Der Großteil dieser Zeichnungen und Radierungen stammt aus Schaukals früher Schaffensperiode bis 1924. Bereits im Alter von 16 Jahren hatte Wolfgang Schaukal begonnen, sich mit Hoffmanns Werk zeichnerisch auseinanderzusetzen. Diese Arbeiten waren nicht für die Publikation und auch nicht für ein großes Publikum bestimmt: sie sind daher keine Nacherzählungen oder bloße Illustrationen der Handlungen, sondern freie Auseinandersetzungen vor allem mit dem Unheimlichen, dem Geheimnisvollen, dem Skurrilen und dem Phantastischen, aber auch der Zerrissenheit der Protagonisten. Wie Hoffmann selbst setzte Schaukal seine inneren Bilder in äußerst lebendige und anschauliche Zeichnungen um.
Johann Wolfgang Schaukal wurde 1900 in Hranice / Mährisch Weißkirchen geboren. Als Sohn des Schriftstellers Richard von Schaukal, für den E.T.A. Hoffmann eine große Rolle spielte und der zahlreiche Hoffmann-Werke herausgab, kam Wolfgang schon als Kind mit den Werken Hoffmanns in Kontakt. Regelmäßiges Familienritual war zum Beispiel, dass die Werke E.T.A. Hoffmanns (und anderer Dichter) vom Vater vorgelesen wurden. Der Künstler Anton Kolig, mit dem Richard von Schaukal befreundet war, fing die Atmosphäre und das Ambiente dieser Vorleserunden in dem Gemälde „Bildnis der Familie Schaukal“ anschaulich ein. Der Dichter Richard Schaukal sitzt vorlesend in der Bildmitte, Johann Wolfgang, damals 11 Jahre alt, steht gespannt lauschend hinter ihm. Richards Ehefrau Fanny und die beiden jüngeren Kinder sitzen am Tisch. Unbekannt ist leider, ob es sich bei diesem Text um eine Hoffmann-Erzählung handelt.
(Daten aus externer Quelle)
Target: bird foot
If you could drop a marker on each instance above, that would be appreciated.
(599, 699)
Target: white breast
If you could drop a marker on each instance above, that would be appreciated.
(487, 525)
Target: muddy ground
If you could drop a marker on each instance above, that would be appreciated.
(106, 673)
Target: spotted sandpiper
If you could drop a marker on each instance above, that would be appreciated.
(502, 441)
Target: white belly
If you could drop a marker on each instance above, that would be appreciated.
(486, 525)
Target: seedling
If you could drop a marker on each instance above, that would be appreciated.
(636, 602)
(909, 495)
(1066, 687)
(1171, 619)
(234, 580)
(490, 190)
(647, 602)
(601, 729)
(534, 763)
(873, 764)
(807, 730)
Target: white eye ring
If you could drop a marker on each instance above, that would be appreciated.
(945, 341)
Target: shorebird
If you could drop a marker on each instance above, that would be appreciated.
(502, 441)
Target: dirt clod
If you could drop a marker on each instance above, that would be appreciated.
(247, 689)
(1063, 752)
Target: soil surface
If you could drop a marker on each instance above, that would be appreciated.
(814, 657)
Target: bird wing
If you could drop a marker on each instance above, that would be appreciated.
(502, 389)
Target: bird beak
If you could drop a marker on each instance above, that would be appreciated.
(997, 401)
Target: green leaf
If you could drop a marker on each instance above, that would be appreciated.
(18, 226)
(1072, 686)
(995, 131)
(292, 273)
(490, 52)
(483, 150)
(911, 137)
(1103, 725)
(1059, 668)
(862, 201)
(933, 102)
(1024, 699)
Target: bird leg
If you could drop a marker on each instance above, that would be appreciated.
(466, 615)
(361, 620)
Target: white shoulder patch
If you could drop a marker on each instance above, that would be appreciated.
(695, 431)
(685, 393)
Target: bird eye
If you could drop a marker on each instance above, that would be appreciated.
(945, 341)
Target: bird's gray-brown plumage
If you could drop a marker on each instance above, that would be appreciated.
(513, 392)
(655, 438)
Bei Anton Kolig (1886 – 1950), einem der wichtigsten österreichischen spätexpressionistischen Künstler des 20. Jahrhunderts, war Johann Wolfgang Schaukal auch – während seiner Zeit als Student der Chemie an der Universität Wien – einige Jahre Schüler. Obwohl Schaukal diese Zeit bei Kolig im Nachhinein als „nicht als besonders glücklich“ bezeichnete, beeinflusste ihn dieser Künstler sehr.
Neben dem Unterricht bei Anton Kolig besuchte Schaukal in den Jahren 1921 und 1922 zweimal die Königliche Kunstakademie in Stockholm, zudem belegte er Kurse in Radierung und Lithographie an der Graphischen Lehr- und Versuchsanstalt in Wien.
Schaukal war zeit seines Lebens in kunstnahen Bereichen tätig: so arbeitete er zwischen 1928 und 1931 als Theaterzeichner in Wien und Berlin, war als Privatassistent bei Herbert Boeckl an der Akademie der Bildenden Künste in Wien tätig, leitete von 1947 bis 1969 die Grazer Urania und unterrichtete zeitweise Künstlerische Gestaltung an der Technischen Hochschule Graz. Immer pflegte er enge Kontakte zu Künstlervereinigungen wie zum Beispiel der „Grazer Sezession“. Auch wenn es zu seinen Lebzeiten einige Ausstellungsbeteiligungen gab, so tauchten die meisten seiner Arbeiten erst nach seinem Tod 1981 auf, so dass die Vielfalt seines künstlerischen Wirkens (neben Hoffmann illustrierte Schaukal u.a. auch Werke von Stifter, Chamisso, Dickens, Shakespeare, Kleist, Dickens, Nestroy, Mallarmé oder Miguel de Cervantes „Don Quijote“) spät sichtbar wurde und erst dann in Ausstellungen u.a. in Graz und Wien einer breiten Öffentlichkeit präsentiert werden konnte.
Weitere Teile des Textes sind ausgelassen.